Now this main instrument, the Roman Army—the instrument, remember, which not only preserved civil functions, but actually created the master of all civic functions, the Government—went through three very clear stages of change in the first four centuries of the Christian era—up to the year A.D. 400 or so. And it is the transformation of the Roman Army during the first four centuries which explains the otherwise inexplicable change in society just afterwards, in the fifth and sixth centuries—that is, from 400 to 600 A.D. The turn from the full civilization of Rome to the beginning of the Dark Ages.

In its first stage, during the early Empire, just as the Catholic Church was founded and was beginning to grow, the Roman Army was still theoretically an army of true Roman citizens. [Footnote: A soldier was still technically a citizen up to the very end. The conception of a soldier as a citizen, the impossibility, for instance, of his being a slave, was in the very bones of Roman thought. Even when the soldiers were almost entirely recruited from barbarians, that is, from slave stock, the soldiers themselves were free citizens always.]

As a matter of fact the Army was already principally professional, and it was being recruited even in this first stage very largely from the territories Rome had conquered.

Thus we have Cæsar raising a Gallic legion almost contemporaneous with his conquest of Gaul. But for a long time after, well into the Christian era, the Army was conceived of in men’s minds as a sort of universal institution rooted in the citizenship which men were still proud to claim throughout the Empire, and which belonged only to a minority of its inhabitants; for the majority were slaves.

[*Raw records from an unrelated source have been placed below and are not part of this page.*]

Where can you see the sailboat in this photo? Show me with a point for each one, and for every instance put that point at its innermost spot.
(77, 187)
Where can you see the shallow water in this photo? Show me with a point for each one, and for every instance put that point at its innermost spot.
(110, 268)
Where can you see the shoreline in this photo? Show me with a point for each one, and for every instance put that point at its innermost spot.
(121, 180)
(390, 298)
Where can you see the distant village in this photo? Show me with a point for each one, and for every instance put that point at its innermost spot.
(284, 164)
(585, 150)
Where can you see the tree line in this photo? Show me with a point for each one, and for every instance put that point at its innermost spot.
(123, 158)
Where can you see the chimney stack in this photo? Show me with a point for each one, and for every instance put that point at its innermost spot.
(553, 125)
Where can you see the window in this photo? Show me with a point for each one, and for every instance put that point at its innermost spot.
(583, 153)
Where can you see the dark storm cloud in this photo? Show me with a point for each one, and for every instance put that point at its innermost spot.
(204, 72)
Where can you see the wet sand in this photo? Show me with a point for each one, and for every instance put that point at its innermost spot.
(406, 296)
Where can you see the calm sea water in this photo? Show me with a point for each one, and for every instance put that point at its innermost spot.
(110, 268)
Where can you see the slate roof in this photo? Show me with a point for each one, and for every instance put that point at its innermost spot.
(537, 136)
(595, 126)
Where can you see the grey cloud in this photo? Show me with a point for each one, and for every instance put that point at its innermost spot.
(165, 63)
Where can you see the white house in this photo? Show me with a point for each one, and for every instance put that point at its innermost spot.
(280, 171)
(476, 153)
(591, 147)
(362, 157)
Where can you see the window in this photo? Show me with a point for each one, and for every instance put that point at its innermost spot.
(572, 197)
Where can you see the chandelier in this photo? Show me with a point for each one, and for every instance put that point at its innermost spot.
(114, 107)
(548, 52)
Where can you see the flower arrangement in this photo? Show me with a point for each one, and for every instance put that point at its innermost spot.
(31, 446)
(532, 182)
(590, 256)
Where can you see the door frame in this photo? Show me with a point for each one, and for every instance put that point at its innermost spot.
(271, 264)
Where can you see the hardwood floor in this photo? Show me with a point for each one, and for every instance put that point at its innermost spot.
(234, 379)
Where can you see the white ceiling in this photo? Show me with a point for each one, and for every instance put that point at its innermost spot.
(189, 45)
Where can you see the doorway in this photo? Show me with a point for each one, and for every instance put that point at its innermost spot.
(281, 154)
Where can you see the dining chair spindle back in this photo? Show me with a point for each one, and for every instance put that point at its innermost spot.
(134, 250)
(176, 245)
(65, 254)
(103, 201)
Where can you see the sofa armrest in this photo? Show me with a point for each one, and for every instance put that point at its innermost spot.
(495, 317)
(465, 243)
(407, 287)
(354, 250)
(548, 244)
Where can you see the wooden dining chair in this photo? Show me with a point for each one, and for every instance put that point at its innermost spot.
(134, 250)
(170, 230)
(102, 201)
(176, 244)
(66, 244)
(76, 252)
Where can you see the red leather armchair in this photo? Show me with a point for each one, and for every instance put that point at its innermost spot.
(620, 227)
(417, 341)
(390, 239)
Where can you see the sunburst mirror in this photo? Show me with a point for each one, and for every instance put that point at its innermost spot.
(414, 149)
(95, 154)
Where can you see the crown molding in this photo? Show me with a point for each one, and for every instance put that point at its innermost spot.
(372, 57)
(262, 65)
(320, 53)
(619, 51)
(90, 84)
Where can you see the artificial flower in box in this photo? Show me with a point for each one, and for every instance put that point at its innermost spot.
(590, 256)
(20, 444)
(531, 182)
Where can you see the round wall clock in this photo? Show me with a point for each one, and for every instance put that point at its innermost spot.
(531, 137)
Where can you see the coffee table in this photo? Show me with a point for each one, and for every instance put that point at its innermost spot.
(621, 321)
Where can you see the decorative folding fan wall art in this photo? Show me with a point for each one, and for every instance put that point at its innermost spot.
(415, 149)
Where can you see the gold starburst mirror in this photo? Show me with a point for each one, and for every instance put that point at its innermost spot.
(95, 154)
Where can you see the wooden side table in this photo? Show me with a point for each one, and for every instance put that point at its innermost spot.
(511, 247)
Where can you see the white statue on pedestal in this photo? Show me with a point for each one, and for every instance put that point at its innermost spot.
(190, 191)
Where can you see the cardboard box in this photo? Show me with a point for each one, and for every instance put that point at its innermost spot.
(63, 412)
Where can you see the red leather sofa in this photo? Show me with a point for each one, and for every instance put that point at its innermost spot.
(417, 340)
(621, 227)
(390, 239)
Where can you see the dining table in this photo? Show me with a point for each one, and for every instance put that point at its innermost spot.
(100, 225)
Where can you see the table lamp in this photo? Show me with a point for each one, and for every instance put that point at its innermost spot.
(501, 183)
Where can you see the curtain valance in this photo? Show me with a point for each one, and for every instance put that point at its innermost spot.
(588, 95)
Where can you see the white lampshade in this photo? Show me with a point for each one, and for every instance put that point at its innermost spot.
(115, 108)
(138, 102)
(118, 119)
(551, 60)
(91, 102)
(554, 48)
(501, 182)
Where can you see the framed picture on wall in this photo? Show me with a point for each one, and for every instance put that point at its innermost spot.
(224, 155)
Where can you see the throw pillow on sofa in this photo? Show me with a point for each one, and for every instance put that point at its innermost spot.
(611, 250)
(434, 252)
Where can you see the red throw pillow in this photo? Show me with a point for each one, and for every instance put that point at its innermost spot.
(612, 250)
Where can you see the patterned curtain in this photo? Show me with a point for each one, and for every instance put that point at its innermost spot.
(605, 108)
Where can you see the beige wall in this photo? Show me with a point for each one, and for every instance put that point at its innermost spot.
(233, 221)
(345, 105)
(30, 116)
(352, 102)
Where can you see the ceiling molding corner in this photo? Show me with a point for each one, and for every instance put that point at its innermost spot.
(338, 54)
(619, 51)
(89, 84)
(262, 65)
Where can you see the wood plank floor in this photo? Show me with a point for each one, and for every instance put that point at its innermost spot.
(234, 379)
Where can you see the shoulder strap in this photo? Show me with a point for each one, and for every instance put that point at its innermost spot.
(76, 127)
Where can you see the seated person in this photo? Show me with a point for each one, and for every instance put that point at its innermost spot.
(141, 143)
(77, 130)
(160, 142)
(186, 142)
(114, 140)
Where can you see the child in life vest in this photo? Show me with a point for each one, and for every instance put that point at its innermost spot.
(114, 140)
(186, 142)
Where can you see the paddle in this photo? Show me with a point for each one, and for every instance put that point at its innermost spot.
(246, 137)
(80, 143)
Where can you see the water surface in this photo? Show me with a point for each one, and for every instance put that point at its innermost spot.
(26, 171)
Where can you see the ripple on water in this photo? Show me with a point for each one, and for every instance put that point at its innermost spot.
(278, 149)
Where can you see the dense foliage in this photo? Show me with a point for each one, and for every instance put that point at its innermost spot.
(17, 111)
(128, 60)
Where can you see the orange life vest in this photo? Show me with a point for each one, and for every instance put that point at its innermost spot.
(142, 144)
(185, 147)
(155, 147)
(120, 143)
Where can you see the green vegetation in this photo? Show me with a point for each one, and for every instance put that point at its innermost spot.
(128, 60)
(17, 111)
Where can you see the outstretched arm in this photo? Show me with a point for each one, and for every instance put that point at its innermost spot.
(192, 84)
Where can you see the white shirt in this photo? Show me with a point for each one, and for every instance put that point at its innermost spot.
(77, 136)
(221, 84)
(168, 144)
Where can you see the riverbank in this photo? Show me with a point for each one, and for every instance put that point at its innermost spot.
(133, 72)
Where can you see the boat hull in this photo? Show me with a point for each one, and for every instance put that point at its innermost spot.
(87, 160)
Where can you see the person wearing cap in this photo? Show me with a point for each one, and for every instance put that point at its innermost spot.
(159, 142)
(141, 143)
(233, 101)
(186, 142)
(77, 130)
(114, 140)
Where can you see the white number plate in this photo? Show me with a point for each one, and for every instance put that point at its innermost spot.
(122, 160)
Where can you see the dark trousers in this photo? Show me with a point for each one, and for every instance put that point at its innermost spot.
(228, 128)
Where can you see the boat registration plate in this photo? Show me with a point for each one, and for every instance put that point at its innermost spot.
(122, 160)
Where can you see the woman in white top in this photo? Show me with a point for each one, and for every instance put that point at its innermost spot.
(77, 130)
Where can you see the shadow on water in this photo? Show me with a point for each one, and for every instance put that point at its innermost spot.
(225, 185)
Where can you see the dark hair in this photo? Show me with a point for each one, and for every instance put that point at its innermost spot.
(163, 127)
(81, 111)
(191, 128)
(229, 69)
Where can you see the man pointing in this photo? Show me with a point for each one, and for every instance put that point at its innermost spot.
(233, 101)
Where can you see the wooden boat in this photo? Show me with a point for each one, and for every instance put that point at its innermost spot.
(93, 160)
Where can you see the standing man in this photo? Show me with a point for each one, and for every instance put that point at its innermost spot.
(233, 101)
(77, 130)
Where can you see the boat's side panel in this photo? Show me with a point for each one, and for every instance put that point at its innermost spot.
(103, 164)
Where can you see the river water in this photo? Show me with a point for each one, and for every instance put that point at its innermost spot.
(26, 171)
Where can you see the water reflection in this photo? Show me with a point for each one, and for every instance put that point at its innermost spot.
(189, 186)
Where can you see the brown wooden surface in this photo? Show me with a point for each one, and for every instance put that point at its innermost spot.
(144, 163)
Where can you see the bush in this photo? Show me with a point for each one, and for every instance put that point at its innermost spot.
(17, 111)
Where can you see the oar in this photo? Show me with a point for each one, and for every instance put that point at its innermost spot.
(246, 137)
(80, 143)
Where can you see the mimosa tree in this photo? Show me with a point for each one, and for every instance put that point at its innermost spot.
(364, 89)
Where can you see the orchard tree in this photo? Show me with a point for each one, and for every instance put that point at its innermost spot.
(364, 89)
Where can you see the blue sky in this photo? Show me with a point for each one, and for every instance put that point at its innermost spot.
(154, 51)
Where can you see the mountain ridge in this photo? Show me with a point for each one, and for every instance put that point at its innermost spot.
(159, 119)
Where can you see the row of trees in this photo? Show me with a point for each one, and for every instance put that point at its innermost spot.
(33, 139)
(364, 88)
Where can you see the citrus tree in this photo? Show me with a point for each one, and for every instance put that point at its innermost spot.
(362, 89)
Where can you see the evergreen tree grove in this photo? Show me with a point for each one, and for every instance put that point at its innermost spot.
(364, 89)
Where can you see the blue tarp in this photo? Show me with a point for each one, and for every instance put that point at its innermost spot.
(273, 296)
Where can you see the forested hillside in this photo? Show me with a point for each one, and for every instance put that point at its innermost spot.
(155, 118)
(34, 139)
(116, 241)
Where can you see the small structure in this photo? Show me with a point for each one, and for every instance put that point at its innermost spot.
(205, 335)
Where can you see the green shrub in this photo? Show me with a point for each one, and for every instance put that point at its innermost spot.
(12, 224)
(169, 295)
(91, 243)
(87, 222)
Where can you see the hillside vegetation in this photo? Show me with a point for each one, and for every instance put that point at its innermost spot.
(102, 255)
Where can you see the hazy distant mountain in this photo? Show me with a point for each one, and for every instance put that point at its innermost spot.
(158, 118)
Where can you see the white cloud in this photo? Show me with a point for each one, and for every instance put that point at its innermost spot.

In the second phase (which corresponded with the beginning of a decline in letters and in the arts, which carries us through the welter of civil wars in the third century and which introduces the remodeled Empire at their close) the Army was becoming purely professional and at the same time drawn from whatever was least fortunate in Roman society. The recruitment of it was treated much after the fashion of a tax; the great landed proprietors (who, by a parallel development in the decline, were becoming the chief economic feature in the Roman State) were summoned to send a certain number of recruits from their estates.

Slaves would often be glad to go, for, hard as were the conditions of military service, it gave them civic freedom, certain honors, a certain pay, and a future for their children. The poorer freed men would also go at the command of their lord (though only of course a certain proportion—for the conscription was very light compared with modern systems, and was made lighter by reënlistment, long service, absence of reserves, and the use of veterans).

During this second stage, while the Army was becoming less and less civic, and more and more a profession for the destitute and the unfortunate, the unpopularity and the ignorance of military service among the rest of the population, was increasing. The average citizen grew more and more divorced from the Army and knew less and less of its conditions. He came to regard it partly as a necessary police force or defence of his frontiers, partly as a nuisance to him at home. He also came to regard it as something with which he had nothing to do. It lived a life separate from himself. It governed (through the power of the Emperor, its chief); it depended on, and also supported or re-made, the Imperial Court. But it was external, at the close of the Empire, to general society.

Recruiting was meanwhile becoming difficult, and the habit grew up of offering the hungry tribes outside the pale of the Empire the advantage of residence within it on condition that they should serve as Roman soldiers.

The conception of territories within the Empire which were affiliated and allied to it rather than absorbed by it, was a very ancient one. That conception had lost reality so far as the old territories it had once affected were concerned; but it paved the way for the parallel idea of troops affiliated and allied to the Roman Army, part of that army in discipline and organization, yet possessed of considerable freedom within their own divisions.

Here we have not only a constant and increasing use of barbaric troops drafted into the regular corps, but also whole bodies which were more and more frequently accepted “en bloc” and, under their local leaders, as auxiliaries to the Roman forces.